A package of planning system reforms saving developers time and money to help them complete building projects during the recovery have now been approved by parliament, Planning Minister John Healey confirmed today.
Businesses that need to extend existing planning permissions to allow more time to build new developments will now pay significantly lower fees which, along with other measures to improve the flexibility of planning permissions, will help save up to £69m a year, giving a valuable cash boost for developers so they can keep investing in new projects.
John Healey said:
“At a time when funding for new developments is difficult, I have changed the planning rules to give developers longer to build new projects that will help drive economic recovery.
“Now I am able to cut and cap the fee for extending existing planning permissions. As we work to secure a strong economic recovery, we need to do what we can to keep plans for new development on the table.
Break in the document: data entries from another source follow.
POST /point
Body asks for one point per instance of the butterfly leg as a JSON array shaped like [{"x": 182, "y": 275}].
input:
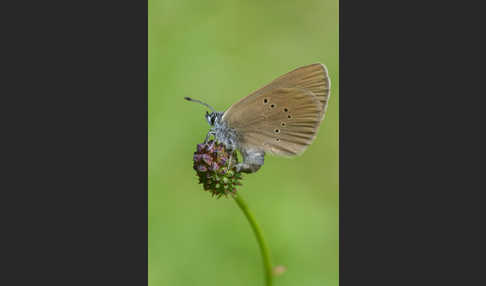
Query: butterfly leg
[{"x": 252, "y": 161}]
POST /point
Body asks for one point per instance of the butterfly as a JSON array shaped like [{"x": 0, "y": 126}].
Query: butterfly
[{"x": 281, "y": 118}]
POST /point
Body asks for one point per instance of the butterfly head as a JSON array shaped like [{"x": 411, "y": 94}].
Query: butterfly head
[{"x": 212, "y": 118}]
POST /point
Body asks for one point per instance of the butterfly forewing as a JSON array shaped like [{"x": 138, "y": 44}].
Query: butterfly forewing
[
  {"x": 282, "y": 117},
  {"x": 283, "y": 121}
]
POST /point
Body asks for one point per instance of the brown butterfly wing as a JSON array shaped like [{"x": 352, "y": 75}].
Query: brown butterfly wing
[
  {"x": 313, "y": 78},
  {"x": 282, "y": 121}
]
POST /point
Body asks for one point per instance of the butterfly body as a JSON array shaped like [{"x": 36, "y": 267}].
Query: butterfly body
[{"x": 281, "y": 118}]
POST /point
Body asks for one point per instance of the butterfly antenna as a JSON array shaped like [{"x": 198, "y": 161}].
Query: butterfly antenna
[{"x": 198, "y": 101}]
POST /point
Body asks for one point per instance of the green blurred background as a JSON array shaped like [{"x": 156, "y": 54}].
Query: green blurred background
[{"x": 218, "y": 52}]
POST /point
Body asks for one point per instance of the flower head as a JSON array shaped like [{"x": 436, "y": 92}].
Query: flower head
[{"x": 214, "y": 166}]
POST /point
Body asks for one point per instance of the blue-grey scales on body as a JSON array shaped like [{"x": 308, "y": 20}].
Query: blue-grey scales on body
[{"x": 281, "y": 118}]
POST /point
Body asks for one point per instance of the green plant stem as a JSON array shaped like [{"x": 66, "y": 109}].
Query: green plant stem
[{"x": 267, "y": 265}]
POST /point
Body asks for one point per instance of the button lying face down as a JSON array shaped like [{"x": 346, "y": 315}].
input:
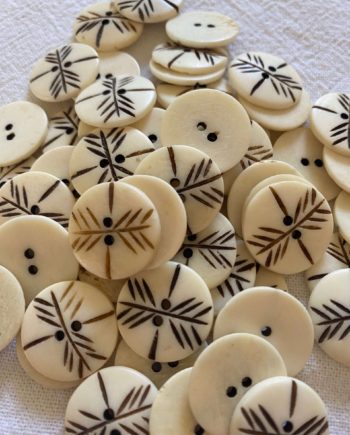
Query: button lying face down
[
  {"x": 245, "y": 182},
  {"x": 114, "y": 230},
  {"x": 122, "y": 401},
  {"x": 156, "y": 304},
  {"x": 107, "y": 155},
  {"x": 201, "y": 29},
  {"x": 69, "y": 331},
  {"x": 329, "y": 307},
  {"x": 287, "y": 226},
  {"x": 171, "y": 412},
  {"x": 211, "y": 121},
  {"x": 280, "y": 405},
  {"x": 11, "y": 307},
  {"x": 194, "y": 176},
  {"x": 242, "y": 276},
  {"x": 23, "y": 127},
  {"x": 157, "y": 372},
  {"x": 336, "y": 257},
  {"x": 275, "y": 316},
  {"x": 116, "y": 101},
  {"x": 329, "y": 121},
  {"x": 303, "y": 151},
  {"x": 172, "y": 215},
  {"x": 24, "y": 246},
  {"x": 63, "y": 130},
  {"x": 36, "y": 193},
  {"x": 282, "y": 119},
  {"x": 64, "y": 72},
  {"x": 105, "y": 29},
  {"x": 211, "y": 252},
  {"x": 224, "y": 372},
  {"x": 265, "y": 80}
]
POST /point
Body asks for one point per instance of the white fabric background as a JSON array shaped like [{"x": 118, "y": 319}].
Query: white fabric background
[{"x": 313, "y": 35}]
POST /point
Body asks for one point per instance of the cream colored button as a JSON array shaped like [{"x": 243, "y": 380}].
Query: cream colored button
[
  {"x": 116, "y": 101},
  {"x": 152, "y": 11},
  {"x": 63, "y": 130},
  {"x": 275, "y": 316},
  {"x": 114, "y": 230},
  {"x": 201, "y": 29},
  {"x": 245, "y": 182},
  {"x": 64, "y": 72},
  {"x": 336, "y": 257},
  {"x": 287, "y": 226},
  {"x": 172, "y": 215},
  {"x": 182, "y": 79},
  {"x": 69, "y": 331},
  {"x": 24, "y": 246},
  {"x": 283, "y": 119},
  {"x": 265, "y": 80},
  {"x": 211, "y": 252},
  {"x": 105, "y": 29},
  {"x": 159, "y": 318},
  {"x": 107, "y": 155},
  {"x": 23, "y": 127},
  {"x": 171, "y": 412},
  {"x": 157, "y": 372},
  {"x": 221, "y": 129},
  {"x": 11, "y": 307},
  {"x": 329, "y": 121},
  {"x": 194, "y": 176},
  {"x": 302, "y": 150},
  {"x": 36, "y": 193},
  {"x": 242, "y": 276},
  {"x": 329, "y": 307},
  {"x": 150, "y": 125},
  {"x": 114, "y": 401},
  {"x": 280, "y": 405},
  {"x": 224, "y": 372},
  {"x": 342, "y": 214}
]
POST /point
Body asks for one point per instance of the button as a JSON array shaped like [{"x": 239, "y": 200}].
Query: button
[
  {"x": 224, "y": 372},
  {"x": 23, "y": 128},
  {"x": 200, "y": 29},
  {"x": 158, "y": 317},
  {"x": 171, "y": 412},
  {"x": 336, "y": 257},
  {"x": 114, "y": 401},
  {"x": 194, "y": 176},
  {"x": 188, "y": 60},
  {"x": 154, "y": 11},
  {"x": 116, "y": 101},
  {"x": 156, "y": 371},
  {"x": 63, "y": 130},
  {"x": 265, "y": 80},
  {"x": 287, "y": 226},
  {"x": 329, "y": 121},
  {"x": 259, "y": 311},
  {"x": 222, "y": 130},
  {"x": 302, "y": 150},
  {"x": 329, "y": 308},
  {"x": 280, "y": 405},
  {"x": 11, "y": 308},
  {"x": 172, "y": 215},
  {"x": 242, "y": 276},
  {"x": 114, "y": 230},
  {"x": 283, "y": 119},
  {"x": 24, "y": 246},
  {"x": 64, "y": 72},
  {"x": 211, "y": 252},
  {"x": 107, "y": 155}
]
The planning system has to adapt to current economic circumstances to help homeowners, industry and developers, and we have done just that.”
New measures that enable businesses and homeowners to extend existing planning permissions without the expense and red tape of a new planning application were introduced in October 2009.
The fees for extending planning permissions are now being reduced so the fee for a major development that was previously as high as £250,000 will now be £500, the fee for smaller developments that was as high as £3,000 will now be £170, and for householder projects the previous fee of £150 will be reduced to £50.
John Healey also confirmed a further boost for small businesses by ensuring those affected by disruption from new public building works and compulsory purchase orders are able to claim compensation.
The new rateable value of a business property below which the owners can claim certain types of compensation against compulsory purchase orders and disruption will increase from £29,200 to £34,800 from 1 April 2010. The rateable value is the rent a business could expect to pay to occupy the property and the change ensures no businesses will lose out because of the five-yearly review of rateable values.